Bosi described Conran as “a visionary and a legend” in his tribute on Instagram. “Bibendum was so important to him. We will do our best to continue to make him proud. Tonight I will have a cigar in his honour,” he said.

Quaglino’s, which Conran bought in 1993, was opened by Giovanni Quaglino on Bury Street in St James’s in 1929 and attracted a glittering clientele in its heyday, including author Evelyn Waugh and King Edward VIII.

At the height of Conran’s success, his restaurant empire stretched to 50 venues including Orrery in Marylebone and the Blueprint Cafe at the Design Museum.

Jeremy Lee, head chef of Quo Vadis, who worked in the kitchens of both Bibendum and the Blueprint Café, gave this tribute to Eater London:

“What a man.
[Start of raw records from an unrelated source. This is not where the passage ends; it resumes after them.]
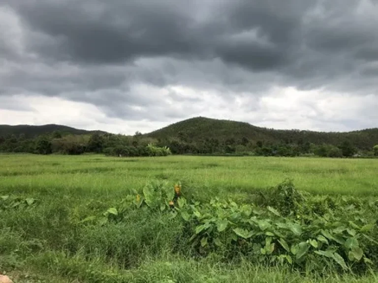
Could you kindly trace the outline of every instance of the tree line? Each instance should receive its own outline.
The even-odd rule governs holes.
[[[23,134],[0,136],[0,152],[79,155],[104,153],[111,156],[148,156],[170,154],[238,155],[264,156],[318,156],[324,157],[378,156],[378,145],[370,149],[359,148],[350,141],[338,145],[316,144],[302,140],[296,142],[283,140],[250,140],[229,137],[190,140],[185,135],[153,138],[137,132],[133,136],[94,133],[62,135],[58,131],[27,138]]]

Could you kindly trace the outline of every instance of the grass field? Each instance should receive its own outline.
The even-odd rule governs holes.
[[[133,209],[120,222],[81,223],[154,181],[181,181],[183,194],[203,202],[249,203],[286,177],[313,196],[377,200],[378,171],[374,159],[0,155],[0,196],[36,199],[0,207],[0,273],[16,282],[378,282],[374,265],[357,276],[193,255],[185,226],[162,213]]]

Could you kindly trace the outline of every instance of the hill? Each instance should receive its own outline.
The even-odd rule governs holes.
[[[253,126],[248,123],[218,120],[203,117],[191,118],[172,124],[146,135],[160,140],[177,139],[189,142],[217,139],[222,142],[233,140],[239,143],[243,139],[255,143],[315,144],[335,146],[347,141],[361,149],[371,149],[378,143],[378,128],[349,132],[323,132],[299,130],[274,130]]]
[[[0,125],[0,137],[6,137],[12,135],[14,135],[18,137],[20,135],[23,134],[25,136],[26,138],[30,138],[41,135],[49,134],[56,131],[60,132],[63,135],[67,134],[86,135],[93,134],[95,132],[105,133],[104,132],[80,130],[67,126],[56,125],[54,124],[43,125],[41,126]]]

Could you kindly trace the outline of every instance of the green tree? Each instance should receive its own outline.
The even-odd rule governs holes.
[[[261,141],[257,141],[257,142],[256,142],[256,145],[257,146],[257,147],[261,148],[262,147],[262,142]]]
[[[346,157],[351,156],[356,151],[354,147],[348,141],[344,142],[339,148],[341,149],[343,155]]]
[[[378,144],[373,147],[373,151],[374,152],[374,155],[378,156]]]
[[[62,139],[62,133],[60,131],[53,132],[53,139]]]
[[[88,151],[99,153],[102,151],[104,141],[98,133],[94,133],[91,136],[88,142]]]
[[[52,152],[51,142],[44,137],[40,137],[35,145],[35,152],[39,154],[50,154]]]

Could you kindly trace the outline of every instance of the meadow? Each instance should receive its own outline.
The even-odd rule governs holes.
[[[378,260],[368,258],[374,253],[378,255],[377,225],[369,222],[378,216],[377,161],[1,154],[0,273],[5,271],[15,282],[377,282]],[[300,200],[295,198],[294,206],[288,208],[289,213],[284,218],[286,204],[276,201],[275,193],[278,192],[277,185],[287,178],[292,180],[295,194],[297,190],[298,196],[303,194],[307,199],[302,206],[307,210],[298,208],[300,205],[294,207]],[[166,208],[164,202],[158,203],[157,200],[156,205],[161,209],[154,210],[155,200],[149,199],[146,185],[152,183],[151,190],[156,192],[156,188],[160,188],[159,184],[164,184],[161,188],[171,188],[173,193],[174,186],[179,182],[185,201],[196,204],[189,207],[179,204],[177,217],[172,217],[173,213],[168,211],[169,206]],[[290,186],[288,187],[291,190]],[[164,192],[165,189],[161,190]],[[140,197],[142,198],[139,199]],[[264,210],[260,214],[273,220],[272,225],[279,219],[288,219],[290,224],[302,223],[305,230],[309,226],[308,220],[314,213],[313,207],[331,202],[335,206],[332,211],[328,206],[321,208],[326,210],[323,212],[325,218],[329,217],[327,214],[330,212],[332,217],[337,219],[333,224],[343,221],[347,224],[351,220],[361,222],[360,225],[356,225],[359,227],[354,228],[357,232],[349,226],[344,229],[339,228],[344,226],[338,226],[345,239],[326,239],[330,251],[334,248],[341,251],[345,247],[341,245],[350,246],[351,258],[350,262],[347,261],[346,252],[345,267],[344,261],[341,263],[334,255],[335,260],[325,260],[319,259],[317,254],[310,254],[310,251],[315,250],[312,241],[317,241],[320,245],[323,240],[319,240],[323,237],[318,235],[306,246],[307,263],[299,261],[298,256],[295,266],[293,263],[280,263],[279,259],[286,258],[286,254],[279,254],[286,253],[285,244],[279,248],[283,236],[278,237],[276,243],[272,242],[271,252],[262,252],[264,256],[255,260],[252,239],[259,239],[262,234],[245,235],[243,231],[245,230],[231,226],[237,223],[229,219],[227,227],[230,233],[236,231],[236,235],[232,235],[235,239],[229,241],[225,238],[224,243],[213,245],[214,233],[219,235],[226,229],[220,229],[217,223],[218,231],[208,230],[206,240],[204,236],[199,238],[197,246],[189,243],[192,240],[191,237],[195,235],[193,231],[198,236],[203,232],[198,229],[202,223],[199,217],[191,216],[192,213],[196,213],[197,210],[193,210],[197,209],[195,205],[199,207],[198,211],[206,212],[204,215],[211,214],[215,205],[224,213],[234,211],[235,207],[242,210],[251,208],[253,213],[257,208],[266,210],[269,207],[270,212]],[[185,214],[183,207],[187,207]],[[292,210],[295,209],[294,215]],[[248,212],[249,217],[253,214],[251,211]],[[256,221],[260,221],[257,223],[261,226],[263,219],[255,213],[258,216]],[[300,217],[309,218],[302,221],[298,220]],[[106,222],[101,222],[104,217]],[[201,216],[204,221],[204,217]],[[223,217],[227,226],[228,216]],[[245,219],[240,220],[240,223]],[[208,220],[204,225],[211,222]],[[278,232],[273,235],[273,230],[264,231],[263,240],[269,241],[269,244],[280,235]],[[288,243],[295,243],[296,240],[290,235],[285,234]],[[364,237],[373,242],[364,242]],[[331,244],[333,239],[335,242]],[[360,246],[352,247],[351,243],[354,244],[357,240]],[[268,244],[264,248],[267,249]],[[341,252],[338,253],[338,256]],[[350,253],[352,255],[353,253],[357,255],[355,257],[358,260]],[[287,262],[290,261],[291,257],[287,259]]]

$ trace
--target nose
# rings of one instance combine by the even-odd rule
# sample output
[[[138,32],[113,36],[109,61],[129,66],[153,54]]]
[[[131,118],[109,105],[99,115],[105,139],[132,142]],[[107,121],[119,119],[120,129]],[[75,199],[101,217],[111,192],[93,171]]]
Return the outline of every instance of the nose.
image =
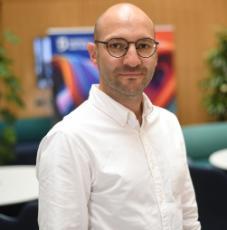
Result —
[[[136,47],[134,44],[130,44],[128,51],[123,59],[123,64],[131,67],[136,67],[141,64],[141,59],[137,54]]]

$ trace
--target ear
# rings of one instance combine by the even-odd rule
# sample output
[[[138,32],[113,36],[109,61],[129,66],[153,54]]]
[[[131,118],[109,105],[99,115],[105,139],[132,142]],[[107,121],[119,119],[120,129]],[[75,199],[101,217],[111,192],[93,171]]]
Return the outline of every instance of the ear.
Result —
[[[89,53],[91,61],[97,65],[97,50],[96,50],[96,45],[92,42],[89,42],[87,44],[87,51]]]

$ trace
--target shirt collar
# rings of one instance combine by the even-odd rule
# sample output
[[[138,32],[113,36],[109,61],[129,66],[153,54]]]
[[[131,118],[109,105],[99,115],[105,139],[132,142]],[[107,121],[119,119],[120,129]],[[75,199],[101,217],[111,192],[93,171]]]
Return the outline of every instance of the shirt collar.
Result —
[[[127,123],[130,126],[136,126],[135,120],[137,123],[138,121],[135,114],[131,110],[108,96],[106,93],[101,91],[98,86],[98,84],[92,85],[89,94],[89,101],[91,101],[99,110],[107,114],[121,126],[124,126]],[[145,119],[145,117],[149,115],[152,110],[153,105],[150,99],[145,94],[143,94],[143,119]]]

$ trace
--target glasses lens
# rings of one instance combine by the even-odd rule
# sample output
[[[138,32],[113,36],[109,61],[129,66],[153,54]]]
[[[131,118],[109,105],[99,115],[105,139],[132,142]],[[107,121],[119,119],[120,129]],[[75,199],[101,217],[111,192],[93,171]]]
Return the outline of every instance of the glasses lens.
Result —
[[[128,42],[121,38],[113,38],[108,41],[107,49],[111,56],[122,57],[128,50]]]
[[[157,44],[153,39],[143,38],[136,42],[136,50],[141,57],[151,57],[157,48]]]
What a legacy. I’ll miss his impeccable style and bonhomie. We loved the same food, beautiful produce, carefully prepared, considered, simply prepared and cooked, and, on many an occasion, the same wine, more often than not a Burgundy chosen by the late great Bill Baker.”

Australian chef and baker Dan Lepard wrote on Twitter that Conran was “an extraordinary visionary” and “the force that drove the wave of new kitchen talents through the 1980s and onwards”.

Restaurant critic Marina O’Loughlin wrote on Twitter that Conran “changed how we live and eat, and brought voluptuous pleasure at a time when the country was starved of it.”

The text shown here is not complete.